2018-05-07
Markus Demleitner
If anyone ever writes a history of the VO, the second data release of
Gaia on April 25, 2018 will probably mark its coming-of-age – at least
if you, like me, consider the Registry the central element of the VO. It
was spectacular to view the spike of tens of Registry queries per second
right around 12:00 CEST, the moment the various TAP services handing out
the data made it public (with great aplomb,
of course).
In GAVO's Data Center we also carry Gaia DR2 data. Our host institute,
the Zentrum für Astronomie in
Heidelberg, also has a dedicated Gaia server. This gives relieves us from
having to be a true mirror of the upstream data release. And since the
source catalog has lots and lots of columns that most users will not be
using most of the time, we figured a “light” version of the source
catalog might fill an interesting ecological niche: Behold
gaia.dr2light
on the GAVO DC TAP service, containing essentially just the basic
astrometric parameters and the diagonal of the covariance matrix.
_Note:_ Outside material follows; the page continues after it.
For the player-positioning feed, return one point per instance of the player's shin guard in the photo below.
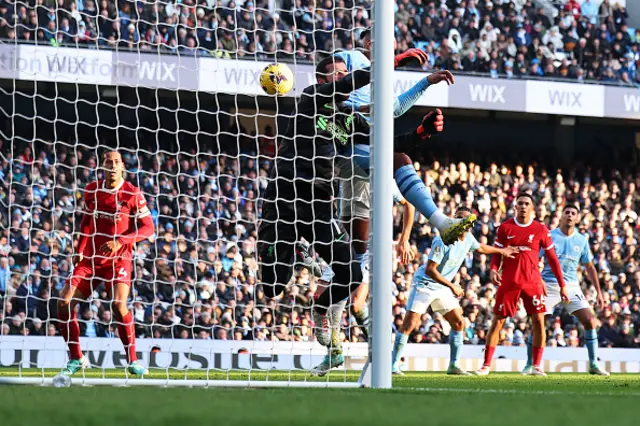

That has two advantages: Result sets with SELECT * are a lot less
unwieldy (but: just don't do this with Gaia DR2), and, more importantly,
a lighter table puts less load on the server. You see, conventional
databases read entire rows when processing data, and having just 30% of
the columns means we will be 3 times faster on I/O-bound tasks (assuming
the same hardware, of course). Hence, and contrary to several other
DR2-carrying sites, you can perform full sequential scans before
timing out on our TAP service on gaia.dr2light. If, on the other
hand, you need to do debugging or full-covariance-matrix error
calculations: The full DR2 gaia_source table is available in many
places in the VO. Just use the Registry.
Photometry via TAP
A piece of Gaia DR2 that's not available in this form anywhere else is
the lightcurves; that's per-transit photometry in the G, BP, and RP band
for about 0.5 million objects that the reduction system classified as
variable. ESAC publishes these through datalink from within their
gaia_source table, and what you get back is a VOTable that has the
photometry in the three bands interleaved.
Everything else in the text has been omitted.